Van por el centro empedrado de la calle, él a su izquierda, mientras la pone al corriente. La campaña no ha sido mala, resume tras cierto esfuerzo de concentración. Cinco capturas, una de importancia: goleta francesa que, con bandera de Portugal, hacía viaje de Tarragona a Sanlúcar con paño de calidad, cuero para zapatos, sillas de montar, pacas de lana y correspondencia. La correspondencia la ha entregado Lobo a las autoridades de Marina, pero todo parece indicar que el barco y su carga serán declarados buena presa. Las otras cuatro son de menos valor: dos tartanas, un pingue y un falucho con arenques, pasas, duelas de hierro para barriles y atún salado. Poco más. El falucho, un contrabandista portugués de Faro, llevaba una talega con doscientas cincuenta onzas de oro con cuño del rey Pepe.

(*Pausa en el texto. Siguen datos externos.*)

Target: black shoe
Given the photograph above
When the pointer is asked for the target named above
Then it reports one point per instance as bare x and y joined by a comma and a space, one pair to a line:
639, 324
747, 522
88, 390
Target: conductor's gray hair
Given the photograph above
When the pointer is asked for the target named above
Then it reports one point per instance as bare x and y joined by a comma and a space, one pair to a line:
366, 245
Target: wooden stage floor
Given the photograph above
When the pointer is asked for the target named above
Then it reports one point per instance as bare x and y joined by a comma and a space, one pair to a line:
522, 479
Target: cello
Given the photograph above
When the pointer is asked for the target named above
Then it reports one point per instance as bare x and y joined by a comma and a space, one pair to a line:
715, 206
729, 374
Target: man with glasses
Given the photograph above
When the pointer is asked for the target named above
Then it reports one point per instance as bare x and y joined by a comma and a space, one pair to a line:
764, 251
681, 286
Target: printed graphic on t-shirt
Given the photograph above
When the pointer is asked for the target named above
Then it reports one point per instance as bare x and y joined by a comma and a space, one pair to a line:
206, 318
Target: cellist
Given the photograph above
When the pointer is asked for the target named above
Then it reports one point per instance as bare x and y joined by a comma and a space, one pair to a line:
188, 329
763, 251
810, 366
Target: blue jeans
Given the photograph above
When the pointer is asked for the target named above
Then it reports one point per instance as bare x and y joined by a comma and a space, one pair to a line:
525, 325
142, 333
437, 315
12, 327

—Podría ser —concluye— que el falucho nos diera algún problema en el tribunal de presas. Así que he asegurado el oro, depositándolo sellado en Gibraltar para que nadie lo toque.

—¿Hubo algún problema con él o los otros?

—No. Todos arriaron a la primera. Sólo el falucho quiso despistarnos un poco al principio, amparándose en su bandera, y luego probó suerte echándonos una carrera entre Tarifa y punta Carnero. Pero no utilizó los dos cañones de a cuatro que llevaba a bordo.

—¿Y nuestra gente está bien?

A él le complace que ella haya dicho
nuestra gente,
y no
su gente.

—Todos bien, gracias.

—¿Qué es ese asunto que tenía que consultarme?

Los franceses aprietan en Tarifa, explica él, como han hecho en Algeciras. Parecen dispuestos a controlar toda esa parte de la costa. Se habla del general Leval con diez o doce mil soldados con caballería y artillería sitiando la plaza, o a punto de hacerlo. Desde Cádiz mandan allí lo que se puede, pero no hay mucho. Faltan barcos, y los ingleses, aunque tienen un coronel y alguna gente dentro, no quieren distraer nada de lo suyo. Hay, sobre todo, un problema de enlace, para llevar y traer despachos. El comandante de la bahía, don Cayetano Valdés, dice que no puede prescindir ni de una lancha cañonera.